Nel lessico famigliare lo ius catering è l’usanza che, a un certo punto della vita e poi per sempre, ti consente di portare a casa, dopo le cene o i pranzi dalla mamma, un pasto quasi completo.
Il privilegio scatta più o meno quando ti sei appena sposata e tua mamma butta là: «Ti do un po’ di arrosto da portare a casa, così domani hai già pronto?».
La volta dopo aggiungerà le patate al forno, poi l’insalata dell’orto. «Due pomodori li vuoi? E queste tre zucchine?».
Anche le suocere non scherzano, la mia mi dava le uova fresche del pollaio. Tante di quelle uova che alla fine non le consumavamo mai freschissime, perché c’erano da finire prima quelle della settimana precedente.

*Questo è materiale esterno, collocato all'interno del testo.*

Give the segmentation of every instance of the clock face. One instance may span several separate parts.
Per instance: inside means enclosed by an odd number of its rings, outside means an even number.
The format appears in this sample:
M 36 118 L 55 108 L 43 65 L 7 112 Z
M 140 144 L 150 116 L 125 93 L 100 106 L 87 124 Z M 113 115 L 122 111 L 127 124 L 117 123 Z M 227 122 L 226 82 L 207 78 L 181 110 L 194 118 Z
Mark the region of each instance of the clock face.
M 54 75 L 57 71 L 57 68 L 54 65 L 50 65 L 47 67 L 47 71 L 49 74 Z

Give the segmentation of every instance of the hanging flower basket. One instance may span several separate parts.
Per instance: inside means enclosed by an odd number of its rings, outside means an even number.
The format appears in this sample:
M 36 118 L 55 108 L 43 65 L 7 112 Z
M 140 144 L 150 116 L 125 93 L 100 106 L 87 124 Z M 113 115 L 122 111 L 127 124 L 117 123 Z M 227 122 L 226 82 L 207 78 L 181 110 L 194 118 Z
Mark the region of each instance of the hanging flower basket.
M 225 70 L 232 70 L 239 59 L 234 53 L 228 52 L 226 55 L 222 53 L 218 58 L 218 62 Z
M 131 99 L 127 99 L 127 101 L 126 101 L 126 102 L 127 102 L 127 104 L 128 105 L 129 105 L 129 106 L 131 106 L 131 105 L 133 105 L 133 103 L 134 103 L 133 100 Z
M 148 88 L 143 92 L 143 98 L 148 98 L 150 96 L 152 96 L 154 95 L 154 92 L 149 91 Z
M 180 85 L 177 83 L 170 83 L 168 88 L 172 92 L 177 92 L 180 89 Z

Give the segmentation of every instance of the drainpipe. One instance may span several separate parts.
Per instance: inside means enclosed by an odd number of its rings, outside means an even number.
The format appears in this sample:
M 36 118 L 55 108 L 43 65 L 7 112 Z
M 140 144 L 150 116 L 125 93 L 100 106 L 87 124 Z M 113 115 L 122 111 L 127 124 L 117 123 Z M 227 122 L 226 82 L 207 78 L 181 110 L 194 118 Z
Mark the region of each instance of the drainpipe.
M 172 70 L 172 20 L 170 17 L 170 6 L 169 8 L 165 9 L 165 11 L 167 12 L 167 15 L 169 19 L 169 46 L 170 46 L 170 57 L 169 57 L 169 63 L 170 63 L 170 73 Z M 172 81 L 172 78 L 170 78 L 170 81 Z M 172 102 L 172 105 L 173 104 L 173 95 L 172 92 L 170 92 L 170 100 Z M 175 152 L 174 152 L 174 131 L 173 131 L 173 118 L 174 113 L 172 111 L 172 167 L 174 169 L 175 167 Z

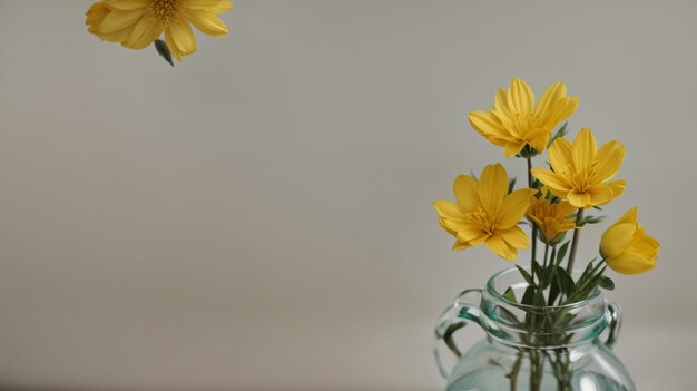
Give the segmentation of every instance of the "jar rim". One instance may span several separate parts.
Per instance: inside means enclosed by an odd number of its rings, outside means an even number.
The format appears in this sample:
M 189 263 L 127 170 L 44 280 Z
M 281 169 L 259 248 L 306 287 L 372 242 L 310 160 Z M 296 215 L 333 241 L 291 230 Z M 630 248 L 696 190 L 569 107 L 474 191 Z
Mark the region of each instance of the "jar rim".
M 531 272 L 531 267 L 522 267 L 523 270 Z M 487 281 L 487 286 L 485 290 L 487 292 L 492 295 L 494 299 L 502 301 L 504 303 L 507 303 L 508 305 L 512 305 L 516 306 L 518 309 L 521 310 L 533 310 L 533 309 L 542 309 L 539 305 L 531 305 L 531 304 L 522 304 L 522 303 L 517 303 L 517 302 L 512 302 L 510 300 L 508 300 L 505 296 L 503 296 L 503 293 L 499 292 L 494 285 L 495 281 L 498 278 L 500 278 L 503 275 L 510 274 L 510 273 L 520 273 L 518 271 L 517 267 L 509 267 L 509 268 L 504 268 L 502 271 L 497 272 L 494 275 L 492 275 L 489 281 Z M 572 274 L 581 274 L 583 273 L 583 270 L 573 270 Z M 522 280 L 522 276 L 521 276 Z M 522 281 L 524 282 L 524 281 Z M 600 295 L 600 289 L 598 289 L 597 286 L 592 290 L 592 292 L 583 300 L 578 301 L 578 302 L 572 302 L 572 303 L 568 303 L 568 304 L 563 304 L 563 305 L 549 305 L 549 306 L 544 306 L 544 309 L 548 310 L 569 310 L 569 309 L 578 309 L 581 306 L 585 306 L 587 304 L 589 304 L 590 302 L 592 302 L 593 300 L 597 300 L 598 296 Z

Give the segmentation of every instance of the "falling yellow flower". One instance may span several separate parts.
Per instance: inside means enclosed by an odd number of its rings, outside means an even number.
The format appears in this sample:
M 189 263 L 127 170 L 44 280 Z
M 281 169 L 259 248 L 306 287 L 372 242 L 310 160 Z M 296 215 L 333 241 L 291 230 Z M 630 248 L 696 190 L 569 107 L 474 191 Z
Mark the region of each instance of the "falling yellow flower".
M 434 203 L 441 216 L 440 225 L 457 237 L 453 250 L 484 243 L 493 253 L 513 261 L 517 250 L 530 247 L 528 235 L 517 224 L 528 211 L 530 196 L 536 190 L 524 188 L 508 194 L 508 186 L 503 166 L 489 165 L 480 180 L 469 175 L 455 178 L 457 203 Z
M 208 36 L 225 36 L 218 14 L 232 7 L 229 0 L 101 0 L 89 8 L 86 23 L 89 32 L 130 49 L 143 49 L 165 32 L 169 51 L 181 61 L 196 52 L 189 23 Z
M 542 153 L 552 129 L 571 116 L 578 104 L 577 97 L 567 97 L 567 87 L 558 81 L 547 88 L 536 106 L 528 84 L 513 79 L 508 90 L 499 89 L 490 111 L 471 111 L 469 118 L 477 131 L 511 157 L 526 145 Z
M 547 188 L 539 198 L 532 196 L 526 215 L 540 229 L 542 242 L 554 244 L 561 240 L 561 233 L 576 227 L 573 218 L 568 218 L 576 207 L 566 201 L 553 204 L 549 198 Z
M 602 234 L 600 255 L 618 273 L 639 274 L 656 267 L 658 245 L 637 223 L 635 206 Z
M 622 165 L 625 147 L 617 140 L 598 149 L 596 138 L 582 128 L 573 145 L 558 138 L 549 148 L 552 170 L 532 168 L 532 175 L 559 198 L 579 208 L 603 205 L 625 190 L 625 180 L 607 182 Z

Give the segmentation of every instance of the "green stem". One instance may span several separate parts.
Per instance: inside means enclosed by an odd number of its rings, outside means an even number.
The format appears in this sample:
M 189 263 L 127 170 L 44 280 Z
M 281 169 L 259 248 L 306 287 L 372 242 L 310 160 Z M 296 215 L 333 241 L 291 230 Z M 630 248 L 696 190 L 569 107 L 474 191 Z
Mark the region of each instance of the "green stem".
M 576 227 L 573 228 L 573 238 L 571 240 L 571 251 L 569 252 L 569 263 L 567 264 L 567 272 L 569 275 L 573 272 L 573 262 L 576 261 L 576 250 L 578 248 L 578 238 L 581 234 L 581 228 L 578 224 L 583 218 L 583 208 L 579 208 L 576 214 Z
M 532 188 L 532 183 L 534 182 L 534 179 L 532 179 L 532 158 L 528 157 L 526 160 L 528 160 L 528 187 Z M 538 227 L 537 225 L 534 225 L 534 223 L 532 224 L 532 261 L 537 261 L 538 258 Z

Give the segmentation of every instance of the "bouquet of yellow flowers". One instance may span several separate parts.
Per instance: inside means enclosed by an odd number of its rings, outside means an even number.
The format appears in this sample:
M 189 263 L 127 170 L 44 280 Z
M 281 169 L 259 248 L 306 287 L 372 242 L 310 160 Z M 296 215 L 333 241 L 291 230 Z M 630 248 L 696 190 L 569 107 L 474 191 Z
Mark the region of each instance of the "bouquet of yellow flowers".
M 528 358 L 530 382 L 524 385 L 529 389 L 543 389 L 547 360 L 556 378 L 556 389 L 585 390 L 573 385 L 573 360 L 569 354 L 569 343 L 578 334 L 569 330 L 585 323 L 580 322 L 582 313 L 571 309 L 593 299 L 600 289 L 615 287 L 612 280 L 605 275 L 608 267 L 621 274 L 638 274 L 656 267 L 658 242 L 638 224 L 634 207 L 605 231 L 599 257 L 575 270 L 581 229 L 602 222 L 603 216 L 597 215 L 598 211 L 619 197 L 626 187 L 625 180 L 613 179 L 625 157 L 621 143 L 612 140 L 598 148 L 589 128 L 581 128 L 573 141 L 566 138 L 568 130 L 563 121 L 578 105 L 579 99 L 567 96 L 562 82 L 549 86 L 536 104 L 528 84 L 513 79 L 508 89 L 495 94 L 493 108 L 471 111 L 469 121 L 480 135 L 502 147 L 504 157 L 523 159 L 527 186 L 517 188 L 516 179 L 509 178 L 503 166 L 493 164 L 484 167 L 479 178 L 458 176 L 453 184 L 454 202 L 434 203 L 440 226 L 455 237 L 453 250 L 483 244 L 502 258 L 516 261 L 519 250 L 530 248 L 530 266 L 516 265 L 523 287 L 514 281 L 507 283 L 509 286 L 503 286 L 498 297 L 505 302 L 497 305 L 493 315 L 485 312 L 489 302 L 495 302 L 497 297 L 487 299 L 487 291 L 481 299 L 481 311 L 475 305 L 471 310 L 455 304 L 461 311 L 460 317 L 480 322 L 494 339 L 502 335 L 503 329 L 500 324 L 497 324 L 499 329 L 492 326 L 497 322 L 505 321 L 508 328 L 519 331 L 517 359 L 512 360 L 505 375 L 511 390 L 519 384 L 517 379 L 523 356 Z M 533 160 L 543 156 L 546 149 L 549 168 L 536 167 Z M 521 226 L 530 227 L 530 236 Z M 485 300 L 489 304 L 484 304 Z M 487 321 L 482 321 L 482 316 Z M 448 325 L 453 326 L 453 323 Z M 598 328 L 602 330 L 605 325 Z M 445 333 L 445 339 L 448 336 Z M 546 349 L 557 355 L 544 353 Z M 502 359 L 499 364 L 505 366 L 503 362 Z M 453 383 L 451 381 L 451 385 Z

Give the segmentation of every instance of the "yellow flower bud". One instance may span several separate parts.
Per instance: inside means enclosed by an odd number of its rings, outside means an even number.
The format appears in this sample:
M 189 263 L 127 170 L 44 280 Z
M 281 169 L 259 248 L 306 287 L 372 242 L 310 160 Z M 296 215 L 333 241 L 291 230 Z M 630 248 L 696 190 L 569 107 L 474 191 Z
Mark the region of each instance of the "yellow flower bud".
M 618 273 L 639 274 L 656 267 L 658 245 L 637 223 L 635 206 L 602 234 L 600 255 Z

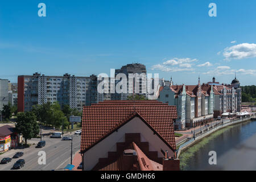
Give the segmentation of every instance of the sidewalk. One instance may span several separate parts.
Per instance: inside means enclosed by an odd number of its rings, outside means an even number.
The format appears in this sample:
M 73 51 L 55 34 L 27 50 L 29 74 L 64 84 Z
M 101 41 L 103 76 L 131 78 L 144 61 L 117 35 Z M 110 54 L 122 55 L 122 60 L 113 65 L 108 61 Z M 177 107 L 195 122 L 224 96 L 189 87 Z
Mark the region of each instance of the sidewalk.
M 80 150 L 79 150 L 76 154 L 75 154 L 74 159 L 72 161 L 72 164 L 75 166 L 73 168 L 73 171 L 82 171 L 82 169 L 78 169 L 77 167 L 79 167 L 79 164 L 82 162 L 82 156 L 81 154 L 79 154 Z

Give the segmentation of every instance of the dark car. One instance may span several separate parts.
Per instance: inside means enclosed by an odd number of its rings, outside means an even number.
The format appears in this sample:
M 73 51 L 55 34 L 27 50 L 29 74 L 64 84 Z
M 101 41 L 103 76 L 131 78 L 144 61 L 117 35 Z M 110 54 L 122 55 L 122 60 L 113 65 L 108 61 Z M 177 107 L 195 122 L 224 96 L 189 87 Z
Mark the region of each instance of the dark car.
M 22 167 L 25 166 L 25 160 L 19 159 L 13 165 L 14 169 L 20 169 Z
M 46 146 L 46 141 L 40 141 L 38 142 L 38 145 L 36 146 L 36 148 L 43 147 Z
M 10 158 L 5 158 L 3 159 L 2 159 L 1 163 L 1 164 L 7 164 L 9 162 L 10 162 L 11 161 L 11 159 Z
M 16 153 L 15 155 L 14 155 L 13 158 L 19 158 L 20 157 L 21 157 L 23 155 L 23 152 L 19 152 Z
M 81 162 L 77 167 L 77 169 L 82 169 L 82 162 Z

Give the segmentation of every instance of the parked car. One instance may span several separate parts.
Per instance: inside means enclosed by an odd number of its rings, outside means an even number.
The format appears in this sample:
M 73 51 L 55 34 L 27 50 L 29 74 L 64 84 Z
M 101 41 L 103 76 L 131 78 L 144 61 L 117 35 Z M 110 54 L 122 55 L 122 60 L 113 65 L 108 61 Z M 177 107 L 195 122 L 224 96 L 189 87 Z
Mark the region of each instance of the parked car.
M 62 138 L 62 140 L 71 140 L 72 138 L 69 136 L 63 136 Z
M 40 141 L 38 142 L 38 145 L 36 146 L 36 148 L 41 148 L 46 146 L 46 141 Z
M 62 133 L 61 132 L 55 132 L 50 136 L 50 138 L 61 138 Z
M 20 169 L 22 167 L 25 166 L 25 160 L 19 159 L 13 165 L 14 169 Z
M 20 157 L 21 157 L 23 155 L 23 152 L 17 152 L 15 154 L 15 155 L 14 155 L 13 156 L 13 158 L 19 158 Z
M 75 134 L 76 135 L 79 135 L 81 132 L 82 132 L 82 130 L 80 130 L 76 131 L 76 132 L 75 132 Z
M 5 158 L 1 160 L 1 164 L 7 164 L 9 162 L 10 162 L 11 161 L 11 158 Z
M 77 167 L 77 169 L 82 169 L 82 162 L 81 162 Z

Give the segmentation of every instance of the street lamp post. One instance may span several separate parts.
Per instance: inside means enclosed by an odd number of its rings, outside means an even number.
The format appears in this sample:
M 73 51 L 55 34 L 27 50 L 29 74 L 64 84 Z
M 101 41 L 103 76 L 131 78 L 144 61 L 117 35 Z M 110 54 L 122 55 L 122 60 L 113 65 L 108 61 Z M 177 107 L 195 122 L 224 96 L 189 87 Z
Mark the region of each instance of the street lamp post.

Corsi e ricorsi storici, perché tutto quello che avevo deriso, criticato o compatito benevolmente, si ripete a casa mia con la puntualità rassicurante di un mantra.
E così ho più vaschette e contenitori usa e getta di una gastronomia take away. Non ho le galline: compro le uova dalla Wilma, che ha un pollaio in campagna e mi fornisce anche polli e conigli ruspanti, verdura dell’orto e, talvolta, perfino rose!
E si ripete il rituale: vengono a pranzo, mangiano e portano a casa avanzi nati per avanzare. Che poi non fossero avanzi l’ho capito dopo, e da allora anch’io, se siamo in sette, cucino almeno per nove.
Prima era solo quello piccolo che usufruiva del servizio catering: una porzione di lasagne, una vaschetta di spezzatino, la torta, a volte la macedonia. Il grande disdegnava queste premure da cocco di mamma e lo prendeva in giro: «Ti ha preparato le cose buone la mammina? Te le ha pure masticate?».
Stasera c’è lui a cena da me, con suo figlio, il mio primo nipote. Ho preparato salsiccia e fagioli in umido.
«Mamma, se quelli che sono avanzati li portassi a casa io? Domani saranno ancora buoni?».
Mentre preparo sorrido, perché sento il figlio che lo sfotte: «Papà, ti ha preparato le robine buone la nonna? Te le ha pure masticate?»
Fra non molto passerà a lui lo ius catering di famiglia. Lo spero, anche se io non ci sarò.